Marketing sophomore Brock Efferson has paid equally high prices for textbooks in his classes. Not including the cost of proctored exams for four of his classes, he spent around $500 for online access codes this semester.
Efferson said many of the required resources seem to be unnecessary. Students are paying hundreds of dollars for homework programs where all answers can be found on Quizlet and the system is easily subvertable, he said.
“I feel like I’m paying for nothing,” Efferson said. “It’s stupid. That’s the only way to put it. If you’re going to put homework for everyone to cheat on, why are you making them pay for it? Just put it on Moodle.”
Some students feel that after paying $12,000 for in-state tuition or $28,000 for out-of-state tuition, textbooks should be covered in that overhead expense.

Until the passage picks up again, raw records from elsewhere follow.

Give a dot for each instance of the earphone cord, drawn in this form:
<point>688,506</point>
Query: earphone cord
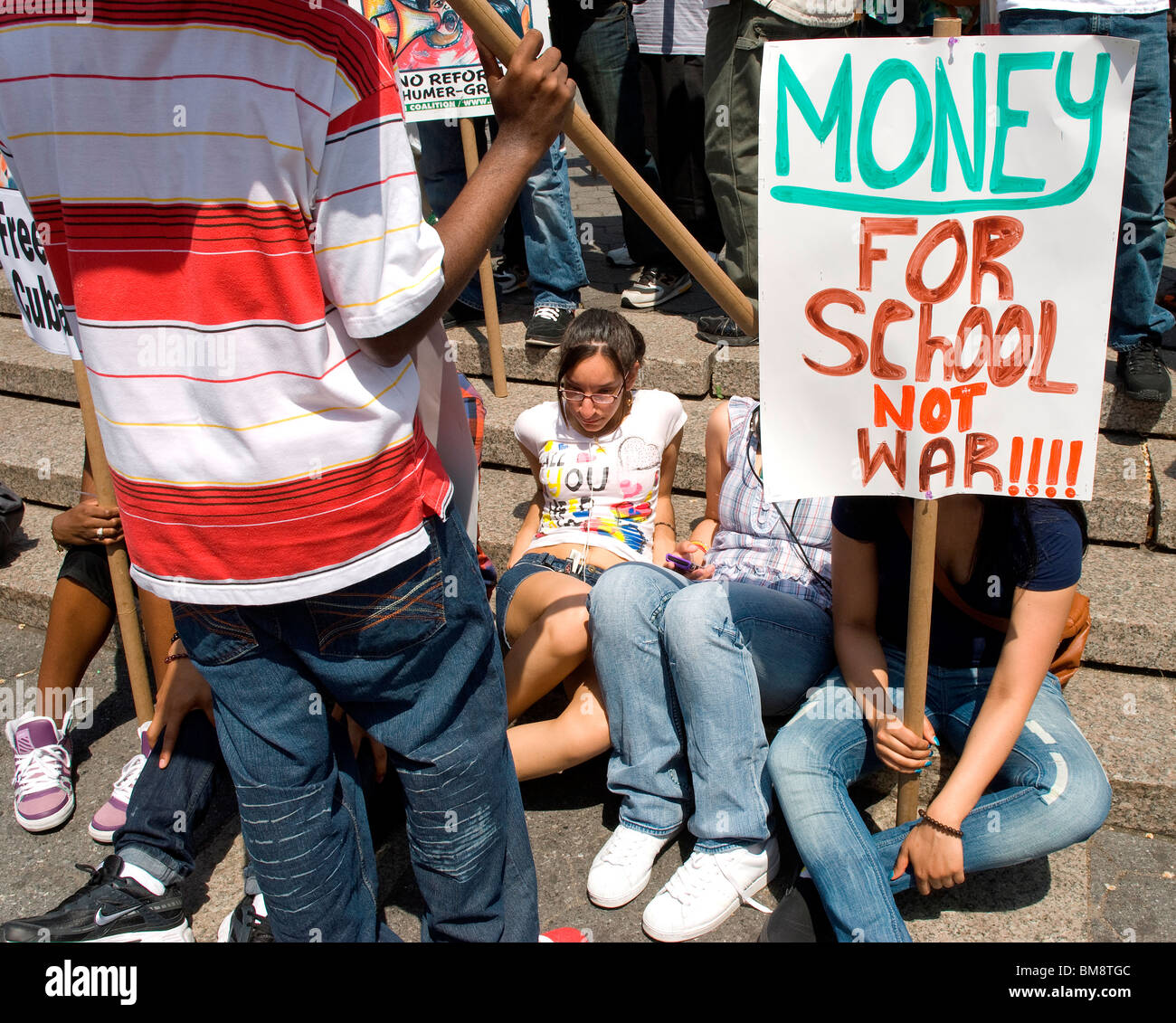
<point>754,431</point>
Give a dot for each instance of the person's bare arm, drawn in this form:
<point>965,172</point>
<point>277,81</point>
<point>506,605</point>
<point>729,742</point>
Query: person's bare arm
<point>530,520</point>
<point>532,102</point>
<point>936,858</point>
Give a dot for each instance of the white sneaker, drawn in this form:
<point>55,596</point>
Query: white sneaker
<point>708,888</point>
<point>43,781</point>
<point>621,869</point>
<point>620,257</point>
<point>654,287</point>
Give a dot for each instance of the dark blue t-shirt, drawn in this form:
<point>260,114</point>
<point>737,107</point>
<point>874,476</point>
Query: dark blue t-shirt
<point>1045,553</point>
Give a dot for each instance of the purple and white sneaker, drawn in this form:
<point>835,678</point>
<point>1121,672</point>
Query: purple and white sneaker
<point>43,782</point>
<point>112,814</point>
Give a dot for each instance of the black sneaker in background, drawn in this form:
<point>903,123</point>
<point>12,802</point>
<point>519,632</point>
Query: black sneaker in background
<point>1143,374</point>
<point>800,918</point>
<point>548,324</point>
<point>724,330</point>
<point>246,924</point>
<point>107,908</point>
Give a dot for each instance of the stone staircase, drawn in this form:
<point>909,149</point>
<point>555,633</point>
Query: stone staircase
<point>1124,697</point>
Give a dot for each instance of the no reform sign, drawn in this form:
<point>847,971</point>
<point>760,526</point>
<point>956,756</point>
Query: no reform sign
<point>939,222</point>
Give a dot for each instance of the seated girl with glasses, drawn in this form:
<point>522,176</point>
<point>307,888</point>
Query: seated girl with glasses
<point>603,458</point>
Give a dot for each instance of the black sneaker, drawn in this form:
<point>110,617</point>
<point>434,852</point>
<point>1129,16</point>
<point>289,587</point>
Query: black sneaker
<point>510,279</point>
<point>1143,374</point>
<point>246,924</point>
<point>655,286</point>
<point>461,313</point>
<point>107,909</point>
<point>548,324</point>
<point>724,330</point>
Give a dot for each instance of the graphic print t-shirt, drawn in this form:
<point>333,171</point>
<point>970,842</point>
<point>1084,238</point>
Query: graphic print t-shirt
<point>601,489</point>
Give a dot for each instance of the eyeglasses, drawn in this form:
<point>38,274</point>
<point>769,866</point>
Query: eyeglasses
<point>599,400</point>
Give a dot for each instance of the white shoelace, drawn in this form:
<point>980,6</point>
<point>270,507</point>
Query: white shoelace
<point>700,873</point>
<point>45,767</point>
<point>126,782</point>
<point>623,847</point>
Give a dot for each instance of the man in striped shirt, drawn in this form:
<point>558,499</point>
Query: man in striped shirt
<point>231,184</point>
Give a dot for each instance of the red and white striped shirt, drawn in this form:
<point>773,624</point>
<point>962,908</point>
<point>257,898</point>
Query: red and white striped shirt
<point>231,199</point>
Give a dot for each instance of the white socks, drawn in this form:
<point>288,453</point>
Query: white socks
<point>153,885</point>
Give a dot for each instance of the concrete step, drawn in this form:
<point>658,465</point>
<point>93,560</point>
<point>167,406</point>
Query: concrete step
<point>500,447</point>
<point>736,371</point>
<point>1128,720</point>
<point>505,497</point>
<point>42,450</point>
<point>28,369</point>
<point>28,571</point>
<point>1133,607</point>
<point>1163,473</point>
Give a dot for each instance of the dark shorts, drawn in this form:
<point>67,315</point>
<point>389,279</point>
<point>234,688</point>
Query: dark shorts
<point>527,565</point>
<point>89,567</point>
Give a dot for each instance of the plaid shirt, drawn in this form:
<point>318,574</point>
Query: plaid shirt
<point>753,544</point>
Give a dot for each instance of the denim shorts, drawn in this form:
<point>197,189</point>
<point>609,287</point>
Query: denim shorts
<point>527,565</point>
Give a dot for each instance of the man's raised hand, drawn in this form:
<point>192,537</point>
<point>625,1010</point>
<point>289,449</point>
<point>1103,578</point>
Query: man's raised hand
<point>533,100</point>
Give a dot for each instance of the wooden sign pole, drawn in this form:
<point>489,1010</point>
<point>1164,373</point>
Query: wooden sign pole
<point>497,36</point>
<point>922,591</point>
<point>918,636</point>
<point>486,274</point>
<point>117,556</point>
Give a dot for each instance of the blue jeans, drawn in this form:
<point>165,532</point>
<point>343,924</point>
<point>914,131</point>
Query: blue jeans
<point>1050,792</point>
<point>166,806</point>
<point>411,654</point>
<point>1133,313</point>
<point>554,260</point>
<point>688,671</point>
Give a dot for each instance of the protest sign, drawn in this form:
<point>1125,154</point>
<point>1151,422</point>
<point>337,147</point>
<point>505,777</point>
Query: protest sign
<point>939,223</point>
<point>26,270</point>
<point>438,67</point>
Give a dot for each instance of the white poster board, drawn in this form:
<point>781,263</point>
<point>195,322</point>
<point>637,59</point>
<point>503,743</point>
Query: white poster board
<point>26,270</point>
<point>438,67</point>
<point>939,223</point>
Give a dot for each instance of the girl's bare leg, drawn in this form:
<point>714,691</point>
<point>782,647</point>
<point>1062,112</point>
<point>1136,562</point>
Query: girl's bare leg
<point>579,734</point>
<point>547,624</point>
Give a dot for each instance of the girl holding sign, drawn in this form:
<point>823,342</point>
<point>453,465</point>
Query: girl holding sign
<point>603,457</point>
<point>1027,783</point>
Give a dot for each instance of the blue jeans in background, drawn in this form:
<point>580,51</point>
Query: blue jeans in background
<point>554,260</point>
<point>602,57</point>
<point>1050,792</point>
<point>688,670</point>
<point>166,806</point>
<point>412,655</point>
<point>1133,313</point>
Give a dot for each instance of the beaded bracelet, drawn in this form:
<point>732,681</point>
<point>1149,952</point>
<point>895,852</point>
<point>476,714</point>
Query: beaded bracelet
<point>944,828</point>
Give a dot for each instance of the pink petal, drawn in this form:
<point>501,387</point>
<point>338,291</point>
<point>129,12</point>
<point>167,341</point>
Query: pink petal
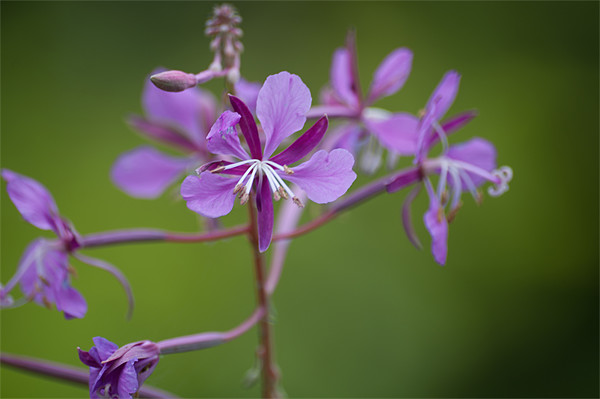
<point>145,172</point>
<point>33,201</point>
<point>326,176</point>
<point>282,104</point>
<point>341,77</point>
<point>436,224</point>
<point>248,92</point>
<point>444,94</point>
<point>192,110</point>
<point>391,74</point>
<point>478,152</point>
<point>398,133</point>
<point>209,194</point>
<point>223,137</point>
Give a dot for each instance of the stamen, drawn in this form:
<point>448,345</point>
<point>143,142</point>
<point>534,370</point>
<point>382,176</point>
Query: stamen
<point>504,175</point>
<point>297,201</point>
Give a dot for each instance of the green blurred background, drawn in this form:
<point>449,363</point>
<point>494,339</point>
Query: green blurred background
<point>360,312</point>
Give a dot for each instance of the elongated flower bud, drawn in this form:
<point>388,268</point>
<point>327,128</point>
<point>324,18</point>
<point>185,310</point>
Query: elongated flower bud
<point>174,80</point>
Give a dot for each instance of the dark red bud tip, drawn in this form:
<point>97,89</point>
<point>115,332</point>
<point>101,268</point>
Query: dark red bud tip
<point>173,80</point>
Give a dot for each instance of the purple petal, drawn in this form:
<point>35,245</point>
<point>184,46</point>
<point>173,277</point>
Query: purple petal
<point>407,217</point>
<point>32,199</point>
<point>247,126</point>
<point>223,139</point>
<point>326,176</point>
<point>398,133</point>
<point>186,110</point>
<point>282,104</point>
<point>342,78</point>
<point>248,92</point>
<point>444,94</point>
<point>451,125</point>
<point>391,74</point>
<point>104,347</point>
<point>209,194</point>
<point>163,133</point>
<point>403,179</point>
<point>71,302</point>
<point>127,384</point>
<point>264,205</point>
<point>437,225</point>
<point>145,172</point>
<point>304,144</point>
<point>477,152</point>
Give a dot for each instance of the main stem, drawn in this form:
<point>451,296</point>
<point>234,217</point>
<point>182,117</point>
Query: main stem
<point>269,371</point>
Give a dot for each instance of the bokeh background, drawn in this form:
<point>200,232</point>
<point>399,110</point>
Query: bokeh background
<point>360,312</point>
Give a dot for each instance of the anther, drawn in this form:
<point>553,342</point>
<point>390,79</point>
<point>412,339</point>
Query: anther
<point>297,201</point>
<point>282,192</point>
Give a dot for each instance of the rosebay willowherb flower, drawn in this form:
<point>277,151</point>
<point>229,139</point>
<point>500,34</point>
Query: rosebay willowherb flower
<point>281,107</point>
<point>44,273</point>
<point>119,372</point>
<point>463,167</point>
<point>365,126</point>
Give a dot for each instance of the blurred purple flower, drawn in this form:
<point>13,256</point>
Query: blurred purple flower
<point>462,167</point>
<point>367,125</point>
<point>119,372</point>
<point>44,273</point>
<point>281,107</point>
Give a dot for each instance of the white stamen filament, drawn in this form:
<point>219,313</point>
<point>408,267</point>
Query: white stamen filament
<point>264,168</point>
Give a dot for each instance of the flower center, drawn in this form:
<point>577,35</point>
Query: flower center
<point>264,169</point>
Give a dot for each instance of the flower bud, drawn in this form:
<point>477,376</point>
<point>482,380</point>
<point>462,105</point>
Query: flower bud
<point>174,81</point>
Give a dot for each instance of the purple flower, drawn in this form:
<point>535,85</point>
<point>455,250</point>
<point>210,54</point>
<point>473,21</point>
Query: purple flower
<point>281,107</point>
<point>179,120</point>
<point>462,167</point>
<point>366,124</point>
<point>119,372</point>
<point>44,273</point>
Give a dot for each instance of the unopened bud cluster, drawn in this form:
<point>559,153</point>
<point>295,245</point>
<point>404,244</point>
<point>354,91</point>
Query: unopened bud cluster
<point>223,27</point>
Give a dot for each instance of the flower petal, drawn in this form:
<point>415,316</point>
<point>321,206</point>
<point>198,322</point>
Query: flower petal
<point>248,92</point>
<point>478,152</point>
<point>407,223</point>
<point>145,172</point>
<point>304,144</point>
<point>33,201</point>
<point>187,110</point>
<point>162,133</point>
<point>403,179</point>
<point>437,225</point>
<point>282,104</point>
<point>223,138</point>
<point>391,74</point>
<point>326,176</point>
<point>209,194</point>
<point>342,79</point>
<point>247,126</point>
<point>71,302</point>
<point>444,94</point>
<point>398,133</point>
<point>264,206</point>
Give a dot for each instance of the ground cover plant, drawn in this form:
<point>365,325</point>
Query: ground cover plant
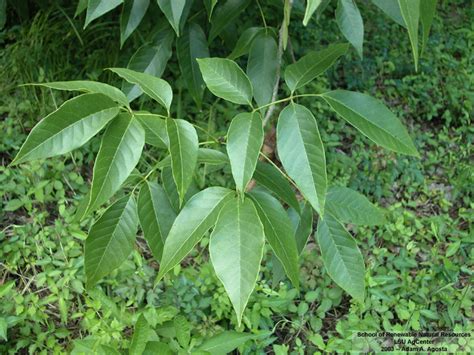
<point>171,155</point>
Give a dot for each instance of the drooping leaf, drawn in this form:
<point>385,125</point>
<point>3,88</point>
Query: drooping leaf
<point>236,250</point>
<point>350,23</point>
<point>90,87</point>
<point>196,218</point>
<point>349,206</point>
<point>311,6</point>
<point>183,147</point>
<point>140,336</point>
<point>244,141</point>
<point>224,14</point>
<point>225,79</point>
<point>155,129</point>
<point>244,42</point>
<point>156,216</point>
<point>110,240</point>
<point>341,256</point>
<point>278,232</point>
<point>301,152</point>
<point>313,64</point>
<point>410,10</point>
<point>132,14</point>
<point>191,45</point>
<point>262,67</point>
<point>372,118</point>
<point>154,87</point>
<point>97,8</point>
<point>119,153</point>
<point>69,127</point>
<point>151,59</point>
<point>272,179</point>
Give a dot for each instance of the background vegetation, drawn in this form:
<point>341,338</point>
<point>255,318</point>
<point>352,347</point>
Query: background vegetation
<point>419,265</point>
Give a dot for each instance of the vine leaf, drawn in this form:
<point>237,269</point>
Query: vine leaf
<point>225,79</point>
<point>69,127</point>
<point>301,152</point>
<point>373,119</point>
<point>244,141</point>
<point>196,218</point>
<point>183,148</point>
<point>341,256</point>
<point>119,153</point>
<point>236,250</point>
<point>110,240</point>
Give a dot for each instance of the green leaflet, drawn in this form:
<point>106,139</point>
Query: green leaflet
<point>119,153</point>
<point>90,87</point>
<point>410,10</point>
<point>244,141</point>
<point>349,206</point>
<point>350,23</point>
<point>301,153</point>
<point>196,218</point>
<point>110,240</point>
<point>341,257</point>
<point>132,14</point>
<point>191,45</point>
<point>183,148</point>
<point>313,64</point>
<point>225,14</point>
<point>262,67</point>
<point>373,119</point>
<point>225,79</point>
<point>278,232</point>
<point>311,6</point>
<point>269,176</point>
<point>69,127</point>
<point>156,88</point>
<point>156,216</point>
<point>155,129</point>
<point>97,8</point>
<point>236,250</point>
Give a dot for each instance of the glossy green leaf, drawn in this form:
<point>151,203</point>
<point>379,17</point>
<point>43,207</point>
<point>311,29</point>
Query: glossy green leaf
<point>341,256</point>
<point>262,67</point>
<point>311,6</point>
<point>278,232</point>
<point>372,118</point>
<point>350,23</point>
<point>156,88</point>
<point>110,240</point>
<point>155,129</point>
<point>191,45</point>
<point>349,206</point>
<point>244,141</point>
<point>119,153</point>
<point>69,127</point>
<point>236,250</point>
<point>410,10</point>
<point>196,218</point>
<point>151,59</point>
<point>301,152</point>
<point>225,79</point>
<point>132,14</point>
<point>313,64</point>
<point>156,216</point>
<point>225,13</point>
<point>183,149</point>
<point>97,8</point>
<point>89,87</point>
<point>391,9</point>
<point>244,42</point>
<point>269,176</point>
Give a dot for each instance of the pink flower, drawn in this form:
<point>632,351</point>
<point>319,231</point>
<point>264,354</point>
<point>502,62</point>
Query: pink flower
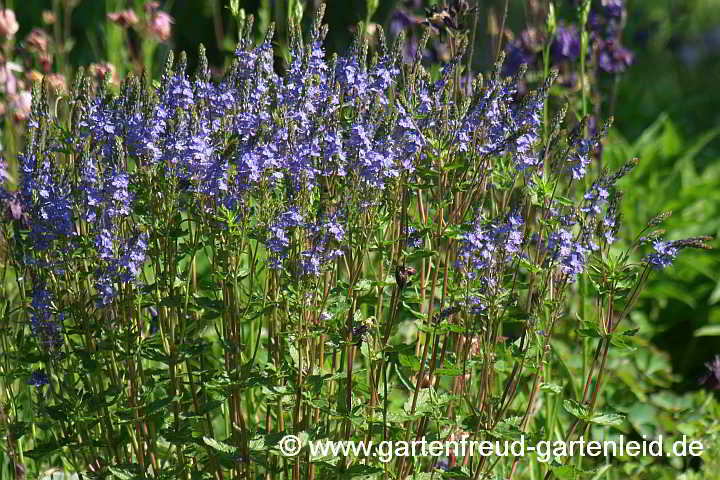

“I think it needs to be put into tuition, 100%,” Efferson said. “We’re paying thousands of dollars to go to this school.”
African and African American studies sophomore Kaya Lewis said that there should be a limit on how much professors can require a student to spend on textbooks per class.
“Most college kids are already struggling financially,” Lewis said. “We already have to pay tuition and housing, having to pay $200 for an access code can be the difference between someone dropping a class or not.”
Some publishing experts say the future of the textbook industry is to sell “institutionalized licensing” for textbooks rather than individual copies, so that universities can purchase the right to duplicate the books and distribute them to students at their own price.
Arceneaux said that other schools, like Arizona State University, use Open Education Resources that are free to students, cutting back on textbook costs significantly. He said he would like to see LSU follow suit and use more of those resources as well.